Well, I had to see how it works, so I knocked up a very rough version of the Smartphone Spectrometer
http://publiclab.org/wiki/foldable-spec last night - it took about 10 minutes and cost precisely nothing - some cardboard, sticky-tape, and one sacrificial DVD-R disc. (See attached photos.)
And ...
...
It actually works!!!!
The two attached spectra were shot through my smartphone camera, but the spectra are actually much clearer when viewed by eye than these shots suggest.

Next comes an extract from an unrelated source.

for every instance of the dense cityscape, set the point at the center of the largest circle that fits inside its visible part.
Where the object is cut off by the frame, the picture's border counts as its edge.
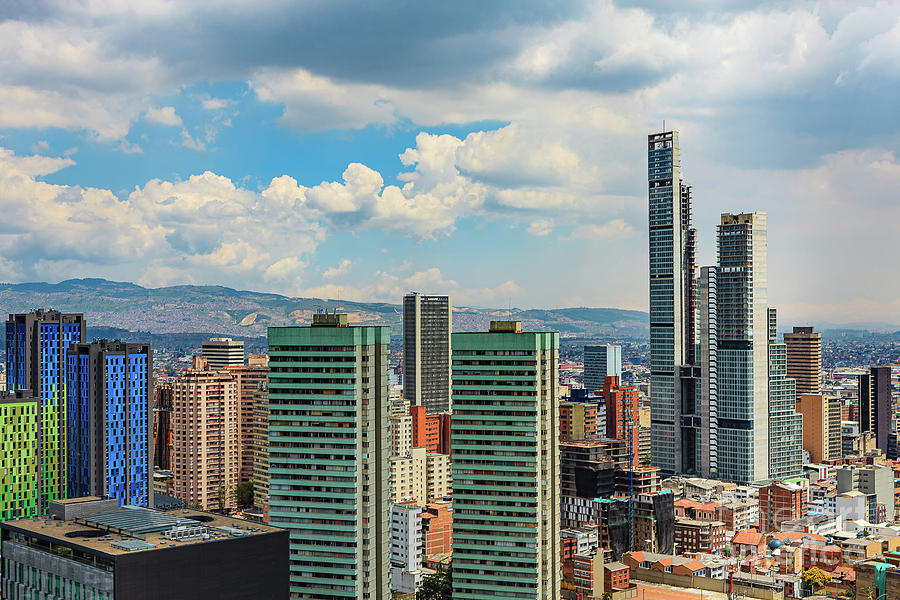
(728, 457)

I was having some problems getting alignment and focus through my smartphone camera (the spectrometer was hand-held over the camera), and it wasn't helped by the very shoddy workmanship of the rough "instrument"!
Spectra from incandescent light sources such as a halogen globe are nice uniform rainbows, while a "white" LED shows three clear "sub-rainbows" for each of the RGB components, and an emission source such as a Compact Fluorescent light-bulb shows very clear emission lines.
I probably shouldn't really be surprised that it works, but it was very gratifying nonetheless.
My next step will be to make a webcam-based Desktop Spectrometer
http://publiclab.org/wiki/dsk - for which I will take my time to get better alignment etc, so that it can be calibrated in the on-line app
http://spectralworkbench.org/ . (This one might actually cost me $2 to get a suitable housing to mount it in - I already have a webcam that I will pull apart for the image sensor.) I'm not sure whether it will be able to do any astronomical service, but it's still a great little desktop experiment.